L'attachement pour les petites villes ne se dément pas
Les Français n'ont jamais autant plébiscité les petites villes. Selon le 5ᵉ baromètre Ipsos réalisé pour l'ANCT, l'Association des petites villes de France (APVF) et la Banque des Territoires, 91 % d'entre eux en ont aujourd'hui une bonne opinion et près de deux sur trois pourraient envisager d'y vivre. Un signal encourageant pour les élus, mais qui s'accompagne d'attentes fortes en matière de santé, de commerces et de services publics.
Longtemps perçues comme des territoires en retrait, les petites villes séduisent de plus en plus les Français. L'image positive qu'ils en ont atteint un niveau record : 91 % des personnes interrogées déclarent en avoir une bonne opinion, soit cinq points de plus qu'en 2025. Qualité de vie, proximité avec la nature, liens sociaux plus forts ou rythme de vie plus apaisé expliquent cet engouement.
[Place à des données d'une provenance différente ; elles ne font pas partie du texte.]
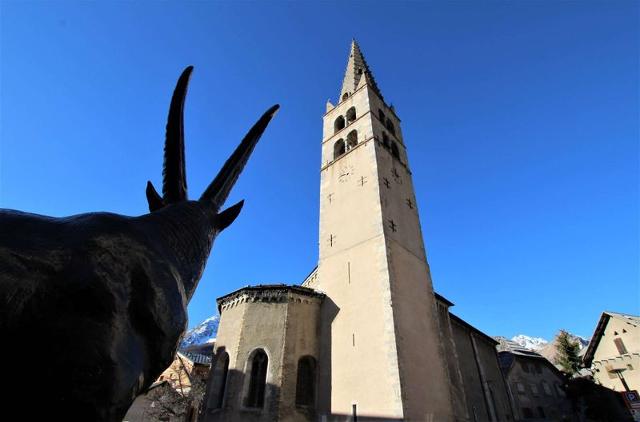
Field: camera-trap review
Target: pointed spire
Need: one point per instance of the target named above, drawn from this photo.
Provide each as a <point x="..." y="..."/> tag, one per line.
<point x="356" y="67"/>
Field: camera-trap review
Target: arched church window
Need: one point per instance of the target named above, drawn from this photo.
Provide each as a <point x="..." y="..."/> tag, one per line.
<point x="306" y="382"/>
<point x="352" y="139"/>
<point x="351" y="115"/>
<point x="385" y="140"/>
<point x="390" y="126"/>
<point x="338" y="124"/>
<point x="257" y="372"/>
<point x="394" y="150"/>
<point x="338" y="148"/>
<point x="220" y="373"/>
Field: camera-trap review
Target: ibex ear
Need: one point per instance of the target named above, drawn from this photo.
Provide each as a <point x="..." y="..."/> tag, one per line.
<point x="153" y="198"/>
<point x="228" y="216"/>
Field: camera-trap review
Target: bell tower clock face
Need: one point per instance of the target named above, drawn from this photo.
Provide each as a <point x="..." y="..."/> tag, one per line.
<point x="345" y="173"/>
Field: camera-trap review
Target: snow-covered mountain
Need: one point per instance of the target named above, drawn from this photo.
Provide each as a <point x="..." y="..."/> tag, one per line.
<point x="532" y="343"/>
<point x="204" y="333"/>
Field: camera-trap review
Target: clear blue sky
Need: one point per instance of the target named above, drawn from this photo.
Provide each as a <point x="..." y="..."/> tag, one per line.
<point x="521" y="120"/>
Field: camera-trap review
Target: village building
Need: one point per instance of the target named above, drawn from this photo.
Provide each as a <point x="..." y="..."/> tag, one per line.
<point x="614" y="352"/>
<point x="364" y="337"/>
<point x="536" y="386"/>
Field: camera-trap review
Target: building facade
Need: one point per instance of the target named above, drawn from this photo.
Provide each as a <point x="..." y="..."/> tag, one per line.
<point x="614" y="352"/>
<point x="536" y="386"/>
<point x="364" y="336"/>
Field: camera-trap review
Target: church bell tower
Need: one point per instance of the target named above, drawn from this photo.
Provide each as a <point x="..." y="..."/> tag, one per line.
<point x="381" y="355"/>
Mieux encore, 62 % des Français affirment qu'ils pourraient s'y installer dans les prochaines années, une tendance particulièrement marquée chez les moins de 35 ans et les ouvriers. Cette attractivité constitue une véritable opportunité pour les collectivités engagées dans la revitalisation de leur centre-ville. Depuis 2020, le programme Petites Villes de Demain accompagne déjà 1 646 communes dans leurs projets d'aménagement, de développement économique et d'amélioration du cadre de vie. Sa prolongation à partir de 2027 a d'ailleurs été confirmée par le Gouvernement.
Des attentes fortes pour le nouveau mandat
Si les Français apprécient les petites villes, ils n'en ignorent pas pour autant les fragilités. Les habitants placent l'accès aux soins en tête des priorités du nouveau mandat municipal (33 %), devant la lutte contre l'insécurité et les incivilités (30 %) ainsi que le maintien des commerces de proximité (28 %). Les difficultés de mobilité, le manque de services publics et les opportunités d'emploi figurent également parmi les principaux freins à l'installation.
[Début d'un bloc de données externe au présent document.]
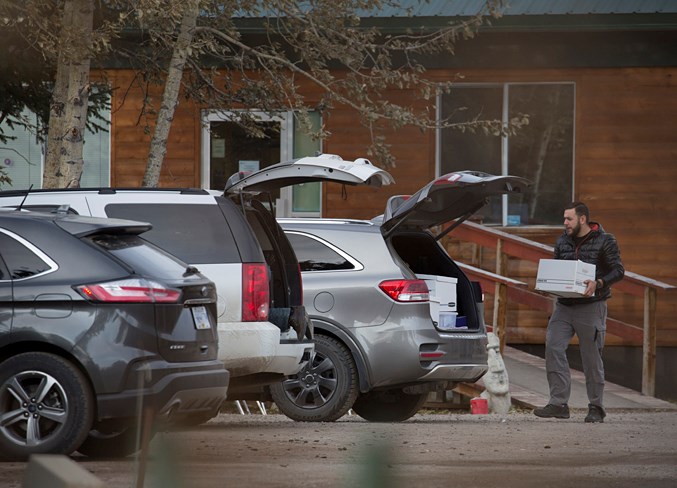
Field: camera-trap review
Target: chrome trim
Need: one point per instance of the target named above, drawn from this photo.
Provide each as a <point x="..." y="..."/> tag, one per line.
<point x="35" y="250"/>
<point x="358" y="266"/>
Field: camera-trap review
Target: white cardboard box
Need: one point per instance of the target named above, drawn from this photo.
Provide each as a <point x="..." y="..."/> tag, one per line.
<point x="442" y="293"/>
<point x="563" y="278"/>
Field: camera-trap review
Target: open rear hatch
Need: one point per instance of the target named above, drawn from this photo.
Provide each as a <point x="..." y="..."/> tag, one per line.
<point x="325" y="167"/>
<point x="454" y="196"/>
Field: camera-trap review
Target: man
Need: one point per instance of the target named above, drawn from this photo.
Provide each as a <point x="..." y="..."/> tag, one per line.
<point x="585" y="316"/>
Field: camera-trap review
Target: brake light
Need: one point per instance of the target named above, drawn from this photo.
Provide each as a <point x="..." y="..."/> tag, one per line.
<point x="255" y="292"/>
<point x="133" y="290"/>
<point x="406" y="290"/>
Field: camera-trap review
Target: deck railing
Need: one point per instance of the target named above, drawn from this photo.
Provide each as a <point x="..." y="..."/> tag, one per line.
<point x="508" y="290"/>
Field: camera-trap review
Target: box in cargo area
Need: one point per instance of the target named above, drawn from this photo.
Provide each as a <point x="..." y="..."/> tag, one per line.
<point x="563" y="278"/>
<point x="442" y="293"/>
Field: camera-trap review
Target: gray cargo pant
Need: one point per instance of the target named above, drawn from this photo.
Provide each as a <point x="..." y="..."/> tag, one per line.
<point x="588" y="322"/>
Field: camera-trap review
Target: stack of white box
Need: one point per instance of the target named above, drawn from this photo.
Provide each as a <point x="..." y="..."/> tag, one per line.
<point x="442" y="300"/>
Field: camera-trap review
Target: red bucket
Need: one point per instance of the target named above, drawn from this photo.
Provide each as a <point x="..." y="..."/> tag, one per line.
<point x="479" y="406"/>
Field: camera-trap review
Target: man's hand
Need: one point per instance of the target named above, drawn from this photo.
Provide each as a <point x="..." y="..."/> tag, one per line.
<point x="590" y="287"/>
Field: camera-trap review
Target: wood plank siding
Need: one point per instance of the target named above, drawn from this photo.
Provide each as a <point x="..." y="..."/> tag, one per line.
<point x="625" y="169"/>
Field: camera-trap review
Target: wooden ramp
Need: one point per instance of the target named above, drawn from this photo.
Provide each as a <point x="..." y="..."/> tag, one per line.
<point x="529" y="387"/>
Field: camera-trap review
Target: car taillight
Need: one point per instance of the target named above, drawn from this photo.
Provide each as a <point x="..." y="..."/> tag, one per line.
<point x="132" y="290"/>
<point x="255" y="292"/>
<point x="406" y="290"/>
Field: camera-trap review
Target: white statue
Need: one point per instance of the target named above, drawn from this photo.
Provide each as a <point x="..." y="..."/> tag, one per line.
<point x="497" y="392"/>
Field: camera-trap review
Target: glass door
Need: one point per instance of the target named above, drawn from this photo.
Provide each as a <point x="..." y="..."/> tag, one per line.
<point x="227" y="149"/>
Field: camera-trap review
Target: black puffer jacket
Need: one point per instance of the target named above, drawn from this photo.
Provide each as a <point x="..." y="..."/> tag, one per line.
<point x="598" y="248"/>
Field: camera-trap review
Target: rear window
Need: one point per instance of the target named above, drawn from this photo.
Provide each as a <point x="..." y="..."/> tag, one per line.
<point x="143" y="257"/>
<point x="194" y="233"/>
<point x="21" y="261"/>
<point x="316" y="256"/>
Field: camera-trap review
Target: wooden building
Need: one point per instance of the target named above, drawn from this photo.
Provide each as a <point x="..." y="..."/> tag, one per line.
<point x="599" y="81"/>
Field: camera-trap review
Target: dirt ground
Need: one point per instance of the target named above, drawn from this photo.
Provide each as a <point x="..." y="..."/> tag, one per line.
<point x="631" y="449"/>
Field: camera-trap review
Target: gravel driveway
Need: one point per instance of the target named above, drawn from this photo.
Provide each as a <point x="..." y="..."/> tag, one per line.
<point x="631" y="449"/>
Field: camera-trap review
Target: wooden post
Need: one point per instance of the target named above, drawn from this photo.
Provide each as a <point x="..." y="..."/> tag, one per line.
<point x="649" y="343"/>
<point x="501" y="296"/>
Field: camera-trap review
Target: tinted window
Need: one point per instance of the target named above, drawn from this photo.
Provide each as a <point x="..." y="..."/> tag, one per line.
<point x="194" y="233"/>
<point x="21" y="261"/>
<point x="315" y="256"/>
<point x="143" y="257"/>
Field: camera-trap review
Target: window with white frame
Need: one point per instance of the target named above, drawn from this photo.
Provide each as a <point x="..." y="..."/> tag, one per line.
<point x="22" y="157"/>
<point x="542" y="151"/>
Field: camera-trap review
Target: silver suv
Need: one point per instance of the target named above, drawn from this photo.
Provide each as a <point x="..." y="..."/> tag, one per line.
<point x="232" y="238"/>
<point x="394" y="316"/>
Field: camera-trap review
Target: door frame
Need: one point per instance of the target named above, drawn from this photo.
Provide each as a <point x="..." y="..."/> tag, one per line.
<point x="285" y="119"/>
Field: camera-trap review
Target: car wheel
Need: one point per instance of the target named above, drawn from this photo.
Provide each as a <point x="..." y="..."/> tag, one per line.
<point x="324" y="390"/>
<point x="46" y="406"/>
<point x="102" y="442"/>
<point x="388" y="405"/>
Pour les collectivités, le message est clair : l'attractivité ne repose plus seulement sur la qualité du cadre de vie. Elle dépend désormais de la capacité à maintenir des services essentiels, à renforcer les centralités et à accompagner les transitions écologique, démographique et économique. Le baromètre confirme ainsi que les petites villes disposent d'un véritable capital de confiance, à condition de poursuivre les investissements engagés et de répondre aux attentes très concrètes des habitants.